In recent years, as miniaturization of electronic devices has proceeded, it has been desired to increase the energy density of batteries, and various nonaqueous electrolyte batteries have been proposed.
For example, previously, metallic lithium has been used mainly for primary batteries as anodes for nonaqueous electrolyte batteries, and anodes of lithium alloys represented by aluminum/lithium alloys and carbon anodes have also been known.
However, when used as anodes for secondary batteries, metallic lithium has been known to be inferior in cycle stability due to formation of dendrites, etc.
Further, the anodes of the lithium alloys represented by the aluminum/lithium alloys do not extract full performance from the lithium batteries, although an improvement in cycle stability is observed compared with metallic lithium.
For solving such problems, it has also been proposed to use carbon anodes utilizing the fact that carbon intercalation compounds of lithium are electrochemically easily formed. Such carbon anodes include various ones. For example, a carbon material obtained by burning crystalline cellulose in a stream of a nitrogen gas at 1,800.degree. C. (Japanese Patent Unexamined Publication No. 3-176963), one obtained by graphitization treatment of coal pitch or petroleum pitch under an inert atmosphere at 2,500.degree. C. or more (Japanese Patent Unexamined Publication No. 2-82466) and one proceeding in graphitization treated at a high temperature exceeding 2,000.degree. C. are used, and provide anodes having a cycle stability, though a reduction in capacity is observed compared with metallic lithium and the lithium alloys. However for such anodes, a sufficient cycle stability has not been obtained in charge and discharge at a high current density.
When metallic lithium is used as the anodes of the lithium batteries, dendrites are formed upon charge and discharge. They not only cause deterioration, but also react with violence by contact with water, which raises the problem that the possibility of deterioration increases. Also, the lithium alloys are known not to be sufficient, although superior to metallic lithium in stability.
On the other hand, carbon anodes are sufficiently gentle in reaction with water also in the charged state, the state where lithium is intercalated in carbon, and the formation of dendrites upon charge and discharge is also barely observed. They are therefore excellent. However, many kinds of carbons can scarcely be charged and discharged, or are extremely low in capacity, compared with the theoretical capacity (assuming that the state of LiC.sub.6 is a maximum capacity).

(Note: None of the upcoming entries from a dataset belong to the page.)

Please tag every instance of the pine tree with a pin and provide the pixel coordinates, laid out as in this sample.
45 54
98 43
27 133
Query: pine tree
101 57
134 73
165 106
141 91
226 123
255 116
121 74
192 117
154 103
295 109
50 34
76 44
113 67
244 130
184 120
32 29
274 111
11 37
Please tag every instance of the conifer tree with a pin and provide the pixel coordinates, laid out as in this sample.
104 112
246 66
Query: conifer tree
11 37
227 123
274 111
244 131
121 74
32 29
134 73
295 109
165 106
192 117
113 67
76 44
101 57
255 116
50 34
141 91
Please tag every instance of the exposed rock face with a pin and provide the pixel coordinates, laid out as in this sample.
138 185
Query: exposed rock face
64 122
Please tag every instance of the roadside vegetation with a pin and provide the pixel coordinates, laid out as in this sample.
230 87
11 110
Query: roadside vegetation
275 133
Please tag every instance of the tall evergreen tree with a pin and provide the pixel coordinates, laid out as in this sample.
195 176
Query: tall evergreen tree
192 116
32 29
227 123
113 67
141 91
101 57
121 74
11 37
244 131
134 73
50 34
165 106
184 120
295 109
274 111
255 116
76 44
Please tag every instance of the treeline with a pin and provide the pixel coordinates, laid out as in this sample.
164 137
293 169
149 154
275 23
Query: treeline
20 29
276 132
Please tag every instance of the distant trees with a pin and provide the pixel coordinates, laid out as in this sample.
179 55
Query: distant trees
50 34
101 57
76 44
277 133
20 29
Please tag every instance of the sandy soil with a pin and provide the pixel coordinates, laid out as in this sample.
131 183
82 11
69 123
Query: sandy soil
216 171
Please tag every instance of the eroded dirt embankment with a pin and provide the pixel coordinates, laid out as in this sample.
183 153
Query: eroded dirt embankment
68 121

Further, even if the initial capacity is relatively large, the capacity is deteriorated by repetition of charge and discharge. Even in the carbon anodes having a relatively large capacity, repetition of charge and discharge at a high current density provokes rapid deterioration, and the performance as secondary batteries can not be satisfied. Thus, anodes having adequate performance have not been obtained by the conventional carbon anodes.
Furthermore, for producing carbon for carbon electrodes, heat treatment at a high temperature of 2,000.degree. C. or more is necessary, and a method has been desired in which carbon can be produced at a lower temperature and more easily.

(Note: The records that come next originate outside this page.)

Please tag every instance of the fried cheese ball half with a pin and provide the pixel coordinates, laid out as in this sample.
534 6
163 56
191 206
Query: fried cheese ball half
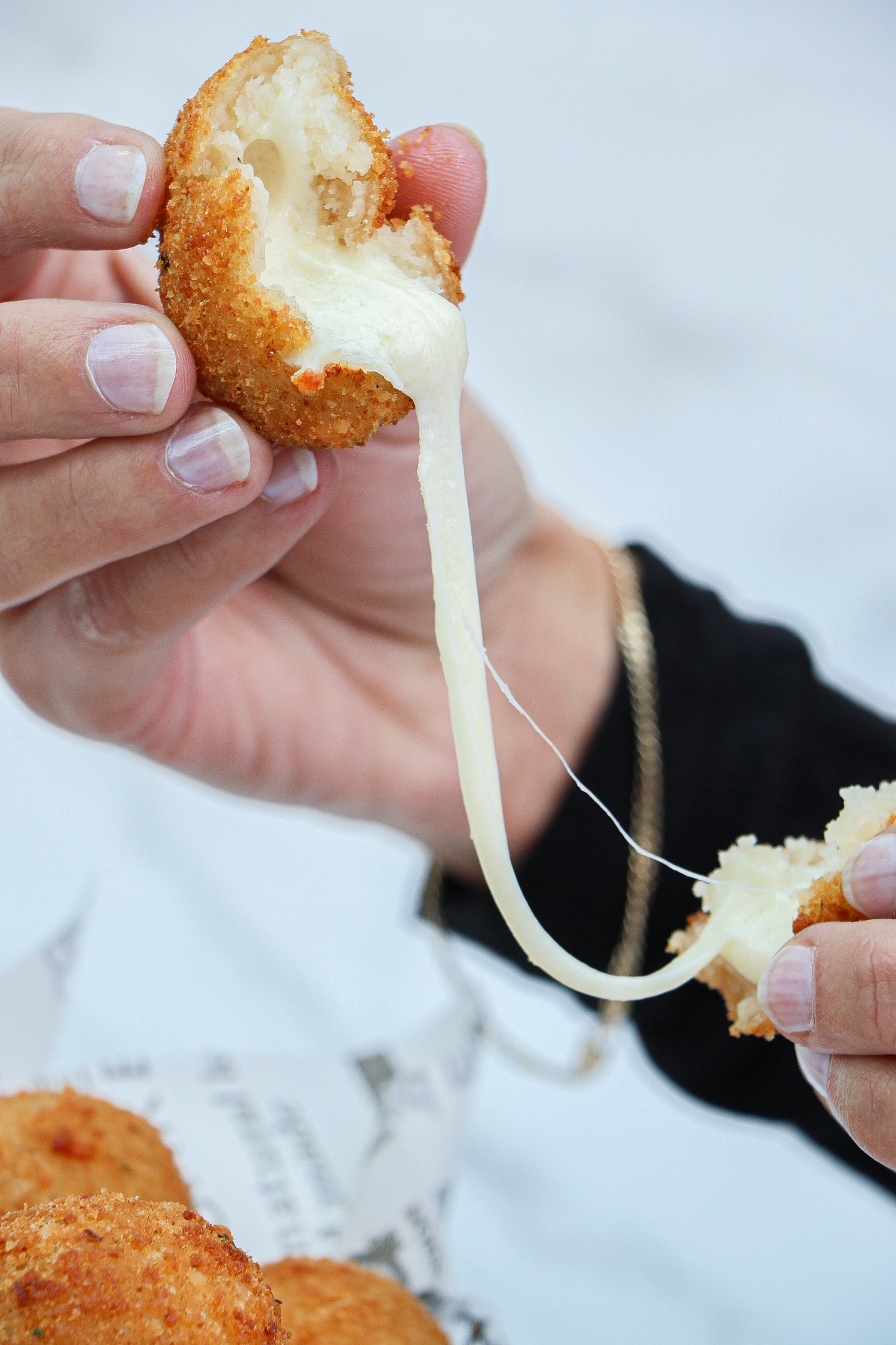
115 1270
804 888
328 1302
66 1143
278 189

As is described above, carbon has come to be used as optimum electrode materials for secondary batteries, and can also be utilized for semiconductors, capacitors, activated carbon, etc. in addition, to widen its uses.
The present invention was carried out with the background of the conventional technical problems as described above, and an object is to provide a carbon material useful for an electrode material for a secondary battery, a capacitor, activated carbon, etc., particularly which has a high capacity, which is excellent in cycle stability, and which can also comply with charge and discharge at high current density; and a method for producing a carbon material in which such a carbon material can be obtained at a relatively low temperature (1,500.degree. C. or less) without heat treatment at a high temperature.